Xeme and Sinic 'Kowloon' Pays Tribute to A Graff Forerunner

By: Jordan Sowunmi - Published: • References: hypebeast & hypebeast
Two Shanghai street artists have teamed up to create an exhibition celebrating the originator of Chinese street art -- Xeme and Sinic 'Kowloon' is an exhibit currently displayed at the Shinkong Mitsuhkoshi Culture Hall from August 5th-August 28th, 2011.

'Kowloon' is the nickname of Tsang Tsou Choi, a Hong King citizen and artist known for his calligraphy graffiti. Long considered a trailblazer, Choi was arrested several times for graffiti and routinely had his art work buffed off walls. He typically wrote his name, his nickname (Emperor/King of Kowloon) or protest art calling for the downfall of the Queen of England.

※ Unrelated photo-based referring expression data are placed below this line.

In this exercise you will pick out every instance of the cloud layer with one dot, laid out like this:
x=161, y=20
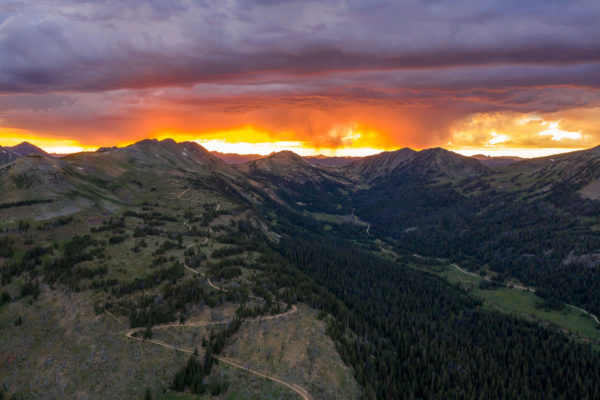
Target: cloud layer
x=403, y=73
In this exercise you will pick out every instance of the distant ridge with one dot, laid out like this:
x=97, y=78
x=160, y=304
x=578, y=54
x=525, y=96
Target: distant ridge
x=11, y=153
x=497, y=161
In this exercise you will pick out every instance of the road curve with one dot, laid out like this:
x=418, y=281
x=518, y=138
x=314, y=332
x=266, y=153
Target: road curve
x=234, y=363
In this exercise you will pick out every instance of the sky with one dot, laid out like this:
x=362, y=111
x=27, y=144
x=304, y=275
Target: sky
x=332, y=77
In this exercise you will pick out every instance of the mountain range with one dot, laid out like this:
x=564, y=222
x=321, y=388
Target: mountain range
x=298, y=276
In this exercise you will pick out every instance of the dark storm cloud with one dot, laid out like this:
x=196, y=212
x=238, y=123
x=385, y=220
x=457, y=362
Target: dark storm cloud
x=102, y=45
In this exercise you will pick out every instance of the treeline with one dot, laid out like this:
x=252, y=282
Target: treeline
x=544, y=240
x=409, y=334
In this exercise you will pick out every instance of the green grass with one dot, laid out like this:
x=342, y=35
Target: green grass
x=522, y=304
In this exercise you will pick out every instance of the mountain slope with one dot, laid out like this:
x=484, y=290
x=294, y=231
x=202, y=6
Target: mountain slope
x=292, y=180
x=424, y=164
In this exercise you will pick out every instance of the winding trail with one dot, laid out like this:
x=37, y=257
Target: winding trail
x=525, y=288
x=130, y=334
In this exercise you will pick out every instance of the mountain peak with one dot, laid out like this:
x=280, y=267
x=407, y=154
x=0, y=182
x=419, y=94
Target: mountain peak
x=286, y=156
x=27, y=149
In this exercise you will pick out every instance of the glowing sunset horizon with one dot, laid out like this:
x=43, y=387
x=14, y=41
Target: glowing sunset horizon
x=330, y=78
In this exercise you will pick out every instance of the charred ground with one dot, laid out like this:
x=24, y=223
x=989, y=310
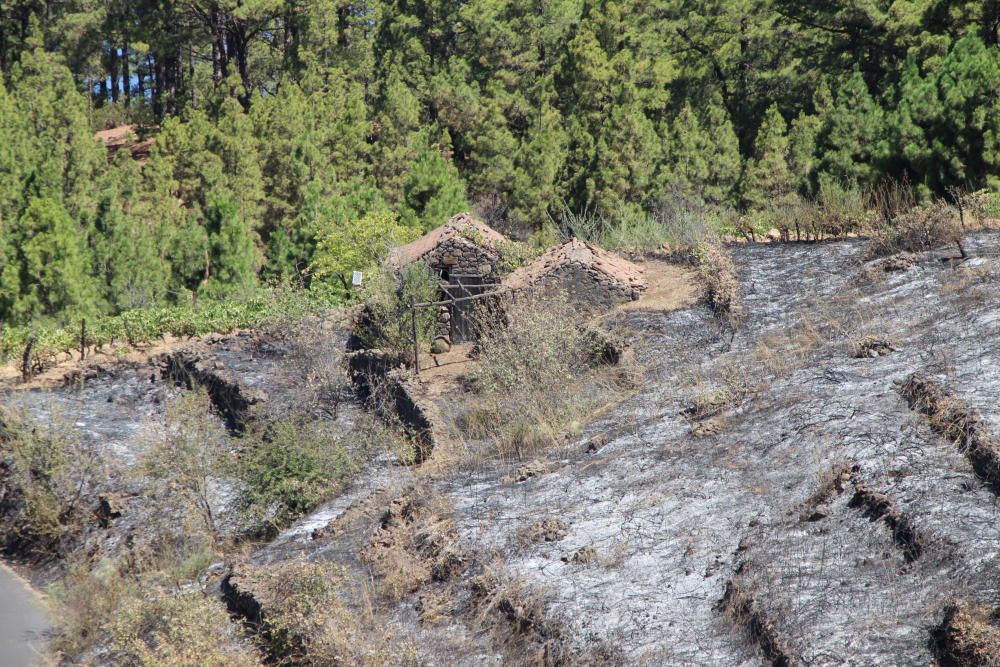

Tsang Tsou Choi died in 2007, at the age of 86. One of his dying wishes was that his artwork get another exhibit.

Xeme and Sinic 'Kowloon' provides the 'King of Kowloon' with his last wish, and they do so in style. Check out the gallery to see some highlights from the exhibit.

Implications - It was only a few years ago that graffiti was considered the shunned subculture of the art world. Now, graffiti and street art are considered one of the biggest developments in the art world of the last five years. A company would be wise to commission a street artist to create a mural for them, which provides the company with cool viral marketing and also shows a commitment to the avant garde.